Here is the problem I pull a csv into a pandas data frame that looks like so:
Identity Date value1 value2 Random
Apple 1/1/2005 10 10 Orange
Apple 12/1/2005 1 1 Orange
I need to then call the Identity Apple, find its min and max dates and insert rows ie months in order to interpolate between the two points so the end result becomes
Identity Date value1 value2 Random
Apple 1/1/2005 10 10 Orange
Apple 2/1/2005 0 0 Orange
Apple 3/1/2005 0 0 Orange
. . . . .
. . . . .
. . . . .
Apple 12/1/2005 1 1 Orange
The problem is that although I can loop through a list of identities and get all rows associated I cant seem to find a way to then insert extra rows, especially without a nasty for loop. essentially I need to bridge the date gap and fill the associated Identity values with zeros.

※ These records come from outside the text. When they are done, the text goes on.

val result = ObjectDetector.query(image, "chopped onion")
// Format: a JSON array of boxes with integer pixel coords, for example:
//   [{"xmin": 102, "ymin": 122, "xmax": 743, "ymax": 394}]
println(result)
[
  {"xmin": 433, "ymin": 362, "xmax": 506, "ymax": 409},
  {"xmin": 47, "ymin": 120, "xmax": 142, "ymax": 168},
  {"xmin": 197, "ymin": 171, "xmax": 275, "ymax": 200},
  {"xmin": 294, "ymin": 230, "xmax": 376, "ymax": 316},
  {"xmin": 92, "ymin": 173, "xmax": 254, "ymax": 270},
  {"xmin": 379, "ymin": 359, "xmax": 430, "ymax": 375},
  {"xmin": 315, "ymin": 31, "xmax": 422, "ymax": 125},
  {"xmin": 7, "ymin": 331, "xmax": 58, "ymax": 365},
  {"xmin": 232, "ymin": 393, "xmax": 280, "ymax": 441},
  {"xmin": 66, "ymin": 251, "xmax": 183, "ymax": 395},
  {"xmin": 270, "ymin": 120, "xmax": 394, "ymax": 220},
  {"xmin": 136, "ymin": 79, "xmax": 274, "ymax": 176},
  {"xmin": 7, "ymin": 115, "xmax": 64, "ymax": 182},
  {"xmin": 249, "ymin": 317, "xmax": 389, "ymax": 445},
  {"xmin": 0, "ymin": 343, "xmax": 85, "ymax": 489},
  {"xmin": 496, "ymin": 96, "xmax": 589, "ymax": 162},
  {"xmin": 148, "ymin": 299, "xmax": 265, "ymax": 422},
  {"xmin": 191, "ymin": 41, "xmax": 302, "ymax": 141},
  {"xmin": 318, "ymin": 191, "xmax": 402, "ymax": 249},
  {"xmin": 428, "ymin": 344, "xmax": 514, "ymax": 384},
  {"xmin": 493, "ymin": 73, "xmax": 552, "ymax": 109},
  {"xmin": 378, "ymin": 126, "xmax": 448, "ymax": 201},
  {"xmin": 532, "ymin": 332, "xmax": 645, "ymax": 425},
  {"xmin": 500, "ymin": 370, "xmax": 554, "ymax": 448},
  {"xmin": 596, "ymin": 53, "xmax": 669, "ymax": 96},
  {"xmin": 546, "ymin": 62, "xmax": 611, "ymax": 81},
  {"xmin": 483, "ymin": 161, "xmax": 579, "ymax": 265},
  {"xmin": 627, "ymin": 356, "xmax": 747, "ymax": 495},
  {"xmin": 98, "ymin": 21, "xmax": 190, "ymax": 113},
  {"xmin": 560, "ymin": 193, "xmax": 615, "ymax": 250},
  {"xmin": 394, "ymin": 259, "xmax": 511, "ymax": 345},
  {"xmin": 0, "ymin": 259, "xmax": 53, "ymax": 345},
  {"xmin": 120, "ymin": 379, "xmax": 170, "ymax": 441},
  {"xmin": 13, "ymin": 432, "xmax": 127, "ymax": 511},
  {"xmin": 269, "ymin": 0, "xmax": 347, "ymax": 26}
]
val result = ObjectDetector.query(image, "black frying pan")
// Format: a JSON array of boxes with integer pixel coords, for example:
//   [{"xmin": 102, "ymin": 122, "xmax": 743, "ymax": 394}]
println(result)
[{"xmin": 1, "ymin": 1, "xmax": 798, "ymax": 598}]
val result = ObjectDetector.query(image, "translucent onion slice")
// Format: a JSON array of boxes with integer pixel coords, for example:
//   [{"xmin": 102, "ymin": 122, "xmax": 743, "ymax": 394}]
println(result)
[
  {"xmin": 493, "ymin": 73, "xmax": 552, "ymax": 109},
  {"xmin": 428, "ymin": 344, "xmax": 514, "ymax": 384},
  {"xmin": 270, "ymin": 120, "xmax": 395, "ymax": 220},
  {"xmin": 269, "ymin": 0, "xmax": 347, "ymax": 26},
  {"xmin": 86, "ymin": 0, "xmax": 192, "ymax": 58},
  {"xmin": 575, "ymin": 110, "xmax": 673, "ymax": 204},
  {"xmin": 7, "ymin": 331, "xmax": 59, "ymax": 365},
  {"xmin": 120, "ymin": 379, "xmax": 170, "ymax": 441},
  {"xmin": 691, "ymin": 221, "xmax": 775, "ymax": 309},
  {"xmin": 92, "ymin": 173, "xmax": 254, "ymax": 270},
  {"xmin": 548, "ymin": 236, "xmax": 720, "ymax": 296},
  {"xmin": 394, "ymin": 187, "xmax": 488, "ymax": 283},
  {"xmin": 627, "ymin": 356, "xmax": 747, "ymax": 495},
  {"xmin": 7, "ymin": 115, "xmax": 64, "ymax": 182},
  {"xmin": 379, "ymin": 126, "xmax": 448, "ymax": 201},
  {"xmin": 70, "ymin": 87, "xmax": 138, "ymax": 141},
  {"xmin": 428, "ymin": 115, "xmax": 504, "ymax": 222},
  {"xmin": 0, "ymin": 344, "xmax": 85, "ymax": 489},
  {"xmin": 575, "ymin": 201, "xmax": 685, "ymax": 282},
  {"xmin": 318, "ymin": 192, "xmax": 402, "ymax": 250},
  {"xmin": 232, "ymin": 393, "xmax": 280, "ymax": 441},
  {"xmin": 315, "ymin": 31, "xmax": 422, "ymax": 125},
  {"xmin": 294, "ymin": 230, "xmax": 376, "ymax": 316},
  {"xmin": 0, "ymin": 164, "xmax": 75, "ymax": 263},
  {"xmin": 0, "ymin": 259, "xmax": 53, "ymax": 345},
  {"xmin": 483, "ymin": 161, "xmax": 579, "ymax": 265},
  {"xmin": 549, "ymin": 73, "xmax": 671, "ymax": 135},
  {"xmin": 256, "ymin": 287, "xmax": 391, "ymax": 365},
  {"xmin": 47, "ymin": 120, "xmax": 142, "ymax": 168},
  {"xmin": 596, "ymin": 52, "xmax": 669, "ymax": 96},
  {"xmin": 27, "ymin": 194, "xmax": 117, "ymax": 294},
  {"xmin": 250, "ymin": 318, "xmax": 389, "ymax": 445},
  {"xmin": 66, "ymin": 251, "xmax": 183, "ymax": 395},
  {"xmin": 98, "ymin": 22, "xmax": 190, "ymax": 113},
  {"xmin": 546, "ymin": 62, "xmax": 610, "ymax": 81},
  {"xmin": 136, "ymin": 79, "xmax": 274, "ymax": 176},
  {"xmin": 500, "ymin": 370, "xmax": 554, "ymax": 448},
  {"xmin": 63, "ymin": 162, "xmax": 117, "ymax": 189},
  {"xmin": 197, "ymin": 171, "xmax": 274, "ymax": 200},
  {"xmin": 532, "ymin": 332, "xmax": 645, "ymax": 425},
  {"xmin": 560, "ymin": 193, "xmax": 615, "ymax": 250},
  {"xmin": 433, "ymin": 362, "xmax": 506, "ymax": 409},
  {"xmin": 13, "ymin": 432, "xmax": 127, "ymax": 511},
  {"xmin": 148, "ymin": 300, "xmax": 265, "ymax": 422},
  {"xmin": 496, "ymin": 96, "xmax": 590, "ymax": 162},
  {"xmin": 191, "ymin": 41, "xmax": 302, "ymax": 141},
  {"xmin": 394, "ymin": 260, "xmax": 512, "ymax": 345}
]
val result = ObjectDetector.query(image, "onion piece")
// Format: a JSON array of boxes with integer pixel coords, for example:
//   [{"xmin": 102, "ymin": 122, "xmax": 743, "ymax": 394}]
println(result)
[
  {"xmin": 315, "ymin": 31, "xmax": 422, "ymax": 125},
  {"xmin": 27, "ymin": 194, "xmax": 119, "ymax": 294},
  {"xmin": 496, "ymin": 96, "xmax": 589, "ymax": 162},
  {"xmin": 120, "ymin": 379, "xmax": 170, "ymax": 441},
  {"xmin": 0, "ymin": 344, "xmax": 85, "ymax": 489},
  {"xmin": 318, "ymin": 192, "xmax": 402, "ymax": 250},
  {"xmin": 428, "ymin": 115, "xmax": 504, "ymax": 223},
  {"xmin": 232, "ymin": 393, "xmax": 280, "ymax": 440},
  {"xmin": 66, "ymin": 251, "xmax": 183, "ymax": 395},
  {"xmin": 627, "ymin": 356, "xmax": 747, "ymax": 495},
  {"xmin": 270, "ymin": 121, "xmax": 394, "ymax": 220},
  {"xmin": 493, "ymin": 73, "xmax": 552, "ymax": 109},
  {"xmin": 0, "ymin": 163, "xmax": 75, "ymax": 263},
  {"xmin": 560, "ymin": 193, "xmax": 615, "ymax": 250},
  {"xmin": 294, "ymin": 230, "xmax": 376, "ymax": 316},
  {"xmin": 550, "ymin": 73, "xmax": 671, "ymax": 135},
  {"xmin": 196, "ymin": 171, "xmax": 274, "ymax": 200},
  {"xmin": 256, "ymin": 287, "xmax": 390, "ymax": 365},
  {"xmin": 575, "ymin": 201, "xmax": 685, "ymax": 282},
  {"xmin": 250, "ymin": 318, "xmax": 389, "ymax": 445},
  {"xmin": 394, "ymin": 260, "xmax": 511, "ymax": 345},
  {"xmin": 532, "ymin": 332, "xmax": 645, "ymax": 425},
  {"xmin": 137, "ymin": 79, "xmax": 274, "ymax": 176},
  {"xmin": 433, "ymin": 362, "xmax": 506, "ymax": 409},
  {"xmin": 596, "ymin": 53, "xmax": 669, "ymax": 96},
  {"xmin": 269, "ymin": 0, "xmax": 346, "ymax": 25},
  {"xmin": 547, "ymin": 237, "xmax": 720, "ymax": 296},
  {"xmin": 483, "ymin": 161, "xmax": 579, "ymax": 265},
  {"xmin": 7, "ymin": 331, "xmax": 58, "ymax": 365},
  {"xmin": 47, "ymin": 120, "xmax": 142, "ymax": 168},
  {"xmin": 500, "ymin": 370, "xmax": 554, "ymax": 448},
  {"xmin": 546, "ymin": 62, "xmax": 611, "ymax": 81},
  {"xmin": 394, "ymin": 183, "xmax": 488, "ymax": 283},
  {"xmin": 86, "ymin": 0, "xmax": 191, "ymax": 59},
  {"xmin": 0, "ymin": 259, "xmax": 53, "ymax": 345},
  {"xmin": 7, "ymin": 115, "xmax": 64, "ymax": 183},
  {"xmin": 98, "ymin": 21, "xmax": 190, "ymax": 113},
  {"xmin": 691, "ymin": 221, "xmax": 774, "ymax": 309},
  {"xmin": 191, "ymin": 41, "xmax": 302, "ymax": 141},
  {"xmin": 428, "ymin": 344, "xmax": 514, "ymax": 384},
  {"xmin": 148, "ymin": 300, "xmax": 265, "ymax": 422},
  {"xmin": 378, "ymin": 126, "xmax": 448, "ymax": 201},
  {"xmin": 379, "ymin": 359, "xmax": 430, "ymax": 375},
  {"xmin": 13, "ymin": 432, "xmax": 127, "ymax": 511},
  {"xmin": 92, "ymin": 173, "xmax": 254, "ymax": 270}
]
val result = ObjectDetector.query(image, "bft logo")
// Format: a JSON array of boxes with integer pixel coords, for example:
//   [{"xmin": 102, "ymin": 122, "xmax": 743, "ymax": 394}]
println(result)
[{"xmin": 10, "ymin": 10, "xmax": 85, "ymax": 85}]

list = ['Apple','Banana','Orange']
for i in range(0,len(list))
data.loc[data['Identity'].isin(list[i])]
EDIT:
Working Code Below:
import pandas as pd
df = pd.DataFrame([['Apple',pd.to_datetime('1/1/2005'),10,10,'Orange'], ['Orange', pd.to_datetime('8/1/2005'),1, 1 ,'Apple'],['Apple', pd.to_datetime('12/1/2005'),1, 1 ,'Orange']])
df.columns = ['Identity','Date', 'value1' , 'value2','Random']
full_df = pd.DataFrame()
dummydata = []
indentity = ['Apple','Orange']
random = ['Orange','Apple']
years = ['2005','2005']
for i in range(0,2):
full_df = pd.DataFrame()
full_df['Date'] = [pd.to_datetime(str(x)+'/1/'+str(years[i])) for x in range(1,13)]
full_df['Identity'] = indentity[i]
full_df['Random'] = random[i]
dummydata.append(full_df)
full_df = pd.concat(dummydata)
result = full_df.merge(df,how='left').fillna(0)
#print(dummydata)
#print(full_df)
print(result )